Fastest way to extract a substring in C#

Today, we’ll dive back into a microbenchmarking and a concise article about performance in C#. Our focus will be on strings and the most effective way for extracting a substring from the original string.

Benchmark

In this benchmark, we’ll consider the following ways of extracting substring:

Substring method.
Range operator.
Split method.
ReadOnlySpan<T> Struct.
Regex Class;
SkipWhile method.

For benchmarking, I used the BenchmarkDotNet library. The whole code of the benchmark class can be found here.

Results

As usual, I run the benchmark on both .NET 6 and .NET 7 platforms. The results show minimal variation between the two.

Execution time

content The benchmark results

We observe that ReadOnlySpan<T>, Substring and Range operator show fairly similar performance results. Split, Regex and SkipWhile are notably slower, being 2.5, 8.5 and 23.5 times respectively.

Method	Mean, ns	Percent
`ReadOnlySpan<T>`	687.6	100
`Substring`	698.5	102
`Range`	710.5	103
`Split`	1696.3	247
`Regex`	5830.4	848
`SkipWhile`	16211.7	2358

If we’ll look at decompiled C# code, it becomes apparent that Range operator’s implementation is very similar to the implementation of Substring.

// Range Operator after decompiling
string text = data[num];
int num2 = text.IndexOf(_symbol);
string text2 = text;
int num3 = num2;
list.Add(text2.Substring(num3, text2.Length - num3));
num++;

The only difference is that Substring implementation has fewer local variables.
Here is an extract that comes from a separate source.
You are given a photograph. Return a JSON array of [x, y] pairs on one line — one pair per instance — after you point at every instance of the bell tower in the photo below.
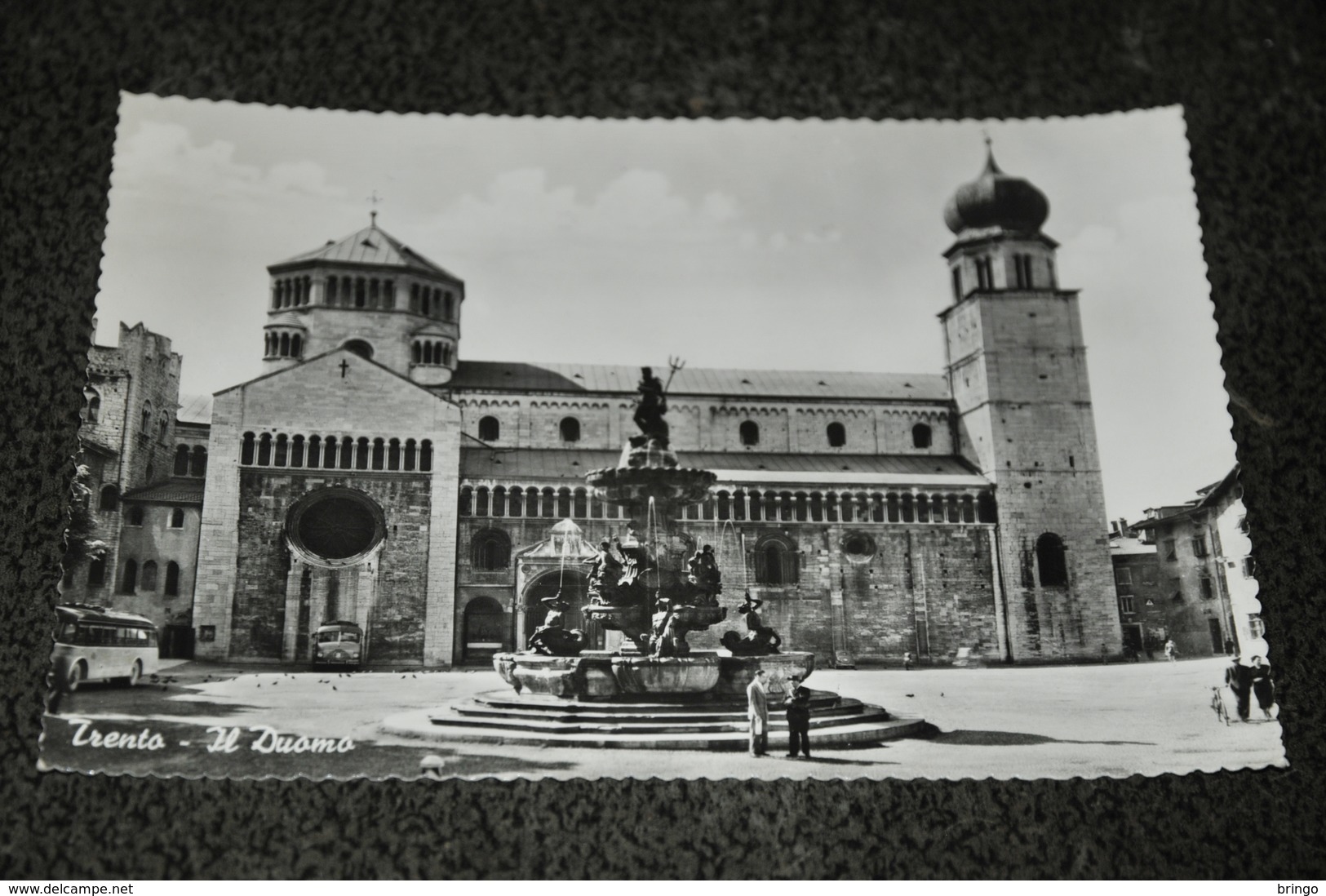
[[1016, 363]]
// Substring after decompiling
string text = data[num];
int startIndex = text.IndexOf(_symbol);
list.Add(text.Substring(startIndex));
num++;

ReadOnlySpan<T> shows better results. It looks like getting memory span and creating a new string from it is slightly faster, than getting substring by string.Substring method. I’m assuming that the reason of that is index bounds checks inside internal implementation of Substring method.

// ReadOnlySpan<T> after decompiling
string obj = data[num];
int start = obj.IndexOf(_symbol);
ReadOnlySpan<char> value = MemoryExtensions.AsSpan(obj, start);
list.Add(new string(value));
num++;

Split is slower because its internal implementation and use of this method to obtain a substring is incorrect.

// Split after decompiling
string text = data[num];
list.Add(text.Split(':')[1]);
num++;

Regex is a good option when you need to get a substring with a more complex pattern rather than a single char. But in this particular case it’s like breaking a butterfly on a wheel.

// Regex after decompiling
string input = data[num];
list.Add(Regex.Match(input, _pattern).Groups[1].Value);
num++;

SkipWhile is super slow because:

It creates a new delegate Func<char, bool>.
Enumerable.SkipWhile calls this delegate for each char in the string.
Enumerable.ToArray converts IEnumerable<char> to char[].

// SkipWhile after decompiling
string source = data[num];
list.Add(new string(
    Enumerable.ToArray(
        Enumerable.SkipWhile(
            source,
            new Func<char, bool>(<SkipWhile>b__5_0)))));
num++;

Memory

Speaking about memory allocations, ReadOnlySpan<T>, Substring and Range shows the same results. Other implementations require more memory.

Method	Gen0	Gen1	Allocated	Percent
`ReadOnlySpan<T>`	0.3901	0.0057	4.79 KB	100
`Substring`	0.3901	0.0057	4.79 KB	100
`Range`	0.3901	0.0057	4.79 KB	100
`Split`	0.7362	0.0114	9.03 KB	188
`Regex`	1.9150	0.0305	23.5 KB	490
`SkipWhile`	2.2888	0.0305	28.23 KB	589

Conclusion

The most efficient methods for extracting a substring in C# are ReadOnlySpan<T>, Substring and Range. I favor the Range operator due to its cleaner appearance compared to other implementations. However, it is worth noting that it is 1-3% slower than ReadOnlySpan<T> and Substring.